Pull the image: docker pull grafana/pyroscope:latest
Run with default config: docker run -d --name pyroscope -p 4040:4040 grafana/pyroscope
Open http://localhost:4040 to verify the UI loads.

For production, use Kubernetes via Helm charts (see Tips).

Step 3: Configure Profiling Agents

Install agents in your applications. For example, in a Java service using the Pyroscope Java agent:

Add the JAR: -javaagent:/path/to/pyroscope.jar
Set environment variables: PYROSCOPE_SERVER_ADDRESS=http://localhost:4040, PYROSCOPE_APPLICATION_NAME=my-service
Restart the service. Profiles will begin flowing.

For languages without a native agent, use the OpenTelemetry SDK with the profiling signal enabled, sending to the OTLP endpoint.

Step 4: Ingest Profiles via OpenTelemetry Protocol (OTLP)

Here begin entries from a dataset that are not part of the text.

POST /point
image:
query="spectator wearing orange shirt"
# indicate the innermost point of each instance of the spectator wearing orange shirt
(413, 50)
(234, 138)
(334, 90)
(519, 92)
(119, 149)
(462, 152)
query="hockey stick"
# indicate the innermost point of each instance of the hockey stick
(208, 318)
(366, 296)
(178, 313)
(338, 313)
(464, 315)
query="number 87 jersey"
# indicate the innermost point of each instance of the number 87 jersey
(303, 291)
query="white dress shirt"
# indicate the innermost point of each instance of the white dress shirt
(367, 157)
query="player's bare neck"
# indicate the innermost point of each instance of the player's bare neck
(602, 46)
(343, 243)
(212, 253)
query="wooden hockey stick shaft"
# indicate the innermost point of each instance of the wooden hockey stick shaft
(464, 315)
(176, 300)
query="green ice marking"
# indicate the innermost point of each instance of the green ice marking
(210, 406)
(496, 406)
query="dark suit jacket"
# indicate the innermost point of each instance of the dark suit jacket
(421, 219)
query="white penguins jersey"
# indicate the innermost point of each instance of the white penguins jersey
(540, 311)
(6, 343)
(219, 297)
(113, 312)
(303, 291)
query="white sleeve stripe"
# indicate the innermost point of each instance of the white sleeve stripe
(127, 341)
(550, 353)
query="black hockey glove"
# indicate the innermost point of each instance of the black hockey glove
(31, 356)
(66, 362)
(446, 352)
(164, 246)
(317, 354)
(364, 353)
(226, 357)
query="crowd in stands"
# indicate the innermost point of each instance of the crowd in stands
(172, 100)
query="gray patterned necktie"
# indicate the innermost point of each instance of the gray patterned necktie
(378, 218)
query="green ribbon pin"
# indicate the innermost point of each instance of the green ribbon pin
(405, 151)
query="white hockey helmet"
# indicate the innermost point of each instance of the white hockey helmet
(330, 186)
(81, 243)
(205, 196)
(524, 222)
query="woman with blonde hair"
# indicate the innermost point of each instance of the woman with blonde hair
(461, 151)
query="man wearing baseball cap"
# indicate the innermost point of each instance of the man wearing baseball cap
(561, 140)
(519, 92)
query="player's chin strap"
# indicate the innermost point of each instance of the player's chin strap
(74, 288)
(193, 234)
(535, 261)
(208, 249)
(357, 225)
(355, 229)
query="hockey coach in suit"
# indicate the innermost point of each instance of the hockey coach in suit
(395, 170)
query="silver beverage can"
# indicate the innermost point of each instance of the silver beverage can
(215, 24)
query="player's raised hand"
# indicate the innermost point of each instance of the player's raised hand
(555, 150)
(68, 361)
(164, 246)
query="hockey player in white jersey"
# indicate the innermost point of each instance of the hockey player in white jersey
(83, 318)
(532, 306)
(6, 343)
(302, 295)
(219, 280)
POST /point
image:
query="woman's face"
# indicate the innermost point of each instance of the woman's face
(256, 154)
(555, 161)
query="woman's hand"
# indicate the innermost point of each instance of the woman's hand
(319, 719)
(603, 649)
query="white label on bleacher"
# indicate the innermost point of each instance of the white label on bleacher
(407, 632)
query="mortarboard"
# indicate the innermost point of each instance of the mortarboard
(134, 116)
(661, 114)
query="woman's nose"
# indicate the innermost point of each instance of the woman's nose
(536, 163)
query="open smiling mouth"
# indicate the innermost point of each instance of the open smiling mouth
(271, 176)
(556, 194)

Pyroscope 2.0 natively supports OTLP profiling. This enables ingesting profiles using the emerging standard without a separate agent. To use:

Deploy an OpenTelemetry Collector with the profiling receiver enabled.
Configure the collector to export profiles to Pyroscope: exporters: otlp: endpoint: "localhost:4317"
Ensure your application is instrumented with OpenTelemetry SDKs that generate profile data (currently alpha).

This approach future-proofs your observability pipeline and aligns with OpenTelemetry’s roadmap.

Step 5: Analyze Profiles in the UI

Navigate to the Pyroscope web interface. You can:

View live flame graphs for each service.
Compare two time ranges (e.g., before and after a deploy) to diff CPU or memory usage.
Identify top consumers – functions, packages, or lines responsible for resource usage.

Use the search bar to filter by application, type (cpu, memory, goroutines), or tags.

Step 6: Use Profiles for Root Cause Analysis

When an incident occurs, profiling helps you find the root cause fast:

Identify the affected service from metrics/traces.
Open Pyroscope and select the service.
Choose a time range covering the incident (use the compare feature against a baseline).
Look for new functions or increased CPU/memory in the diff.
Drill down to the exact line of code causing the regression.

This eliminates the need for ad-hoc logging or guesswork.

Step 7: Optimize Infrastructure Costs

Continuous profiling provides data-driven insights for cost reduction:

Identify high-CPU functions and optimize algorithms or add caching.
Detect memory leaks and inefficient allocations.
Right-size resources by analyzing historical consumption patterns.

Pyroscope 2.0’s rearchitecture reduces storage and query costs, making it feasible to profile all your services continuously without prohibitive expense.

Tips for Success

Start small: Profile one critical service first to understand overhead and value.
Use tags: Annotate profiles with version, region, or environment tags to filter and compare effectively.
Monitor agent overhead: Pyroscope agents are designed to be low-impact, but always test in staging.
Combine signals: Integrate Pyroscope with Grafana or your existing observability stack to correlate profiles with metrics and traces.
Scale with Kubernetes: Deploy the Pyroscope server with StatefulSet and persistent volumes for production.
Leverage OTLP: Even if your language has a native agent, consider using OTLP for consistency with OpenTelemetry.
Set retention policies: Configure data retention based on your compliance and cost needs (default is 30 days).
Stay updated: Pyroscope 2.0 is actively developed; watch the release notes for new features.

By following these steps, you’ll gain deep code-level visibility into your production systems, reduce infrastructure costs, and accelerate incident response—all with a cost-effective, open-source solution.